Air Date

July 26, 2023


Disasters pose a significant financial burden on affected individuals and communities, as well as the broader economy. This impact only continues to grow as disasters continue to escalate in frequency and severity across the nation. 

To address this pressing issue, a panel of experts at the U.S. Chamber Foundation’s 12th Annual Building Resilience Conference discussed innovative approaches to reducing risk and cost, thereby bolstering community resilience.

Ongoing Investment and Incentives Can Drive Disaster Mitigation Efforts

The impacts of climate change can be seen in the recent rise of natural disasters across the country. Roy Wright, President & Chief Financial Officer at IBHS, noted that grant programs are critical to providing aid — but grant money alone isn’t enough to drive down costs.

“It requires investments of people’s hard-earned money,” Wright elaborated. “There’s a top 25 percent or so of Americans who likely could afford to take those actions — how do we nudge them … to do that? [And] how do we get businesses to take those kinds of actions?”

Daniel Kaniewski, Managing Director of the Public Sector at Marsh McLennan, echoed Wright’s sentiment.

“The government alone can’t solve this problem,” Kanieswki emphasized. “It’ll take incentives for individuals … but it’ll also take incentives from a policy standpoint or incentives from other industries.

Romaine Seguin, CEO of Good360, emphasized the need for ongoing financial support in disaster mitigation — not just in the first few days, but on an ongoing basis.

“Two weeks, two months, six months [later], people are still displaced,” said Seguin. “We can really see our strength [in] the stages of a disaster, and collectively, we can support all stages together to start mitigating some of that expense.”

Encouraging ‘Good Behavior’ Can Encourage Communities to Take Preventative Action

Kaniewski acknowledged that the emergency management sector should be using “every tool in the toolbox” to encourage “good behavior” across communities.

“One of those tools is … parametric insurance, which is essentially paying out after a specific event happens,” he explained. “There’s no need for doing insurance adjusting or damage assessments, and that can cover an entire community.”

To assess the viability of this strategy, Marsh McLennan launched a pilot in a low-to-moderate-income community in lower Manhattan. By participating in this initiative, residents would receive a level of financial protection from potential flooding in addition to any federal funds from FEMA.

“These underserved communities, they generally don’t have renters’ or homeowners’ insurance, much less flood [insurance],” Kaniewski noted. “But a solution like this, that we brand as ‘community-based catastrophe insurance,’ we believe … can help close the gap between those who are insured and those who are uninsured.”

Pre-Disaster Mitigation for Supply Chains Ensures Communities Get the Support They Need

When disasters strike, communities often need aid in the form of supplies. A pre-disaster mitigation approach can ensure supply chains are strong enough to provide sufficient, timely support.

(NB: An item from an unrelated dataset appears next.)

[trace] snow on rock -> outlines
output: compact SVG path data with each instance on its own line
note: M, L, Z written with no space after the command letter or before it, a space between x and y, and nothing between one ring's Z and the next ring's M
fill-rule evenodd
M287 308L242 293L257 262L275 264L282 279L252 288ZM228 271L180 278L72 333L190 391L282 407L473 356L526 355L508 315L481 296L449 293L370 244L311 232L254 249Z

“If we pre-stage the product now and mitigate the hiccups in the supply chain, we can get [that] much ahead of this when victims are in need,” Seguin said.

Wright agreed, noting that disrupted chains can limit the availability of necessary materials to rebuild stronger communities.

“Sometimes, the pre-disaster mitigation is really about making sure that near-term recovery and repair frame has the availability that logistics have played out,” he added.

Of course, the task of building resilient supply chains — and encouraging communities to be proactive about disaster mitigation and prevention — can’t be done in a silo.

“We need to do better advocating for this … [because] advancing these issues is so critically important,” emphasized Kaniewski. “The bottom line for me is none of us can do this on our own. We need to do this together.”